Sweet harmony

Mark Olson and Gary Louris gave a brilliant performance at the Aladdin Theater last Thursday evening.

Olson and Louris, who fronted the underappreciated Jayhawks as a singing/songwriting duo from 1987 to 1994, played two separate acoustic sets that ran nearly two hours.

With their well-matched, unique voices, Olson and Louris ran through songs from The Jayhawks’ Hollywood Town Hall and Tomorrow the Green Grass with ease.

Though the duo went separate ways following the tour for Tomorrow (Louris carried the Jayhawks’ name until last year – subsequent records by the band were strong, but never matched the LPs released when Olson and Louris wrote together), they have reunited for a tour billed as “Together Again.”

And while most reunion tours can feel as contrived as a generic birthday card, this one didn’t in the least bit.

Always in key (think Simon and Garfunkel covering The Band), Olson and Louris played to a packed Aladdin crowd cheering each song from the second the opening chords for each selection began.

As Olson held down the rhythm with simple, melodic chords, Louris occasionally played solos that were filtered through a chorus or distortion pedal.

Other than that, however, it was just simple, great songwriting. No tricks. No deception.

“Less is more” was the order of the night and it was a joy to hear it unfold.

When they fronted The Jayhawks, the two cultivated a sound that was a precursor to one of the most horrendous terms to ever set foot in the rock world: alt-country.
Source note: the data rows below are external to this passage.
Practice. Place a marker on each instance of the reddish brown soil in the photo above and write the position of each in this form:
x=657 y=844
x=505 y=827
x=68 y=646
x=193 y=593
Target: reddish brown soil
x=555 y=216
Melding Hendrix with Dylan, murder ballads with The Basement Tapes, Olson and Louris were at the peak of their creativity at the same time that the majority of the bands in rock were beginning to cash in on the “Seattle sound.”

Images of lonesome men and women, lost in some dreamt-up 1930s American town, walked through the lyrics, while folk chords charmingly battled it out with tight rhythm and searing, fuzz-drenched solos.

If it sounds like momentary genius, that’s because it was.

Hollywood and Tomorrow managed to sound like something just dug up from a musical grave, without ever coming across as genre-specific, retro or overly thought out.

Of course, the rock world basically ignored the LPs.

And by the time that a cult following had developed around each album, Olson and Louris had parted ways.

While Louris kept The Jayhawks rolling, Olson headed out west with his wife Victoria Williams. Releasing a series of interesting, if low-profile, LPs, Olson became heard but not seen.

So, as the duo ran through “hit” after “hit” at the Aladdin last week, charming an eager crowd, the feeling that immediately leaped forth was a mix of excitement tinged with loss.

A classic “what could have been”?

Hope may be around the corner though.

A new Golden Smog (an all-star band featuring Olson, Louris and Wilco’s Jeff Tweedy) album, Another Fine Day, is reportedly already in the can.

And considering how delightful it was to hear Olson and Louris run through The Jayhawks’ startlingly impressive back catalog, perhaps it wouldn’t be asking too much out of the world to try and get them to turn this current reunion into a new marriage.